Les goûts musicaux de Napoléon ont été amplement décrits, et Péronnet s’intéresse à l’attitude des musiciens à son égard et donne plusieurs portraits de musiciens militaires souhaitant « que de nombreux chercheurs puissent examiner [les] riches fonds [du Service Historique de Vincennes] pour préciser encore ce que furent ces musiques régimentaires ou de la Garde impériale ». Ses recherches lui permettent néanmoins de présenter les « Oiseaux de paradis », sobriquet désignant les musiciens de la Garde impériale.
Plongée dans la critique musicale
Sortant du cadre des ensembles à vent, Péronnet étudie le « tambour-symbole ». S’il reconnaît que des enfants de troupe à qui on enseignait le tambour existaient bien dans les régiments royaux, il ne mentionne pas l’ordonnance du 10 septembre 1677 qui défendait expressément de confier la fonction de tambour à un jeune de moins de 18 ans « quoi qu’il sçache bien battre ». L’enfant soldat, et donc tambour, est bien une création révolutionnaire et il a raison d’affirmer que « longtemps encore le tambour et l’enfant tambour resteront symboles ».
Précis et méticuleux, Péronnet se penche sur les sources fournies par l’édition et la presse spécialisée puisque la période voit la naissance de la critique musicale.
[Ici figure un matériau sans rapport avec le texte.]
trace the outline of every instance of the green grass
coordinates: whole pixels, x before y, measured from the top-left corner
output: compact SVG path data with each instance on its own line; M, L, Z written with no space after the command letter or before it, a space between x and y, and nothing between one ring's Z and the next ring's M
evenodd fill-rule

Il décrit la production et son inventaire est, à lui seul, une précieuse documentation. Elle lui permet de reprendre la liste des élèves du Conservatoire et d’en extraire les élèves militaires et leur répartition par instrument. Il considère ensuite que « la militarisation du régime bonapartiste et napoléonien favorise les ensemble d’instruments à vent », pendant que les bourgeois et les aristocrates pratiquaient une autre musique dans leurs salons, violon, harpe et surtout le piano.
Péronnet ne s’est pas contenté de publier sa thèse soutenue en 2012, il l’a enrichie des recherches qu’il poursuit inlassablement dans ce domaine qui est loin d’être épuisé. Les nombreuses références qui accompagnent son texte font de ce travail un outil pratique donnant accès à de multiples sources aussi variées que méconnues et destinent ces ouvrages à devenir une référence pour l’histoire des orchestres d’harmonie. On pourrait regretter les index, bibliographie et autres références habituellement fournis, mais ils figureront bien évidemment dans le dernier volume, des deux dont la parution est attendue.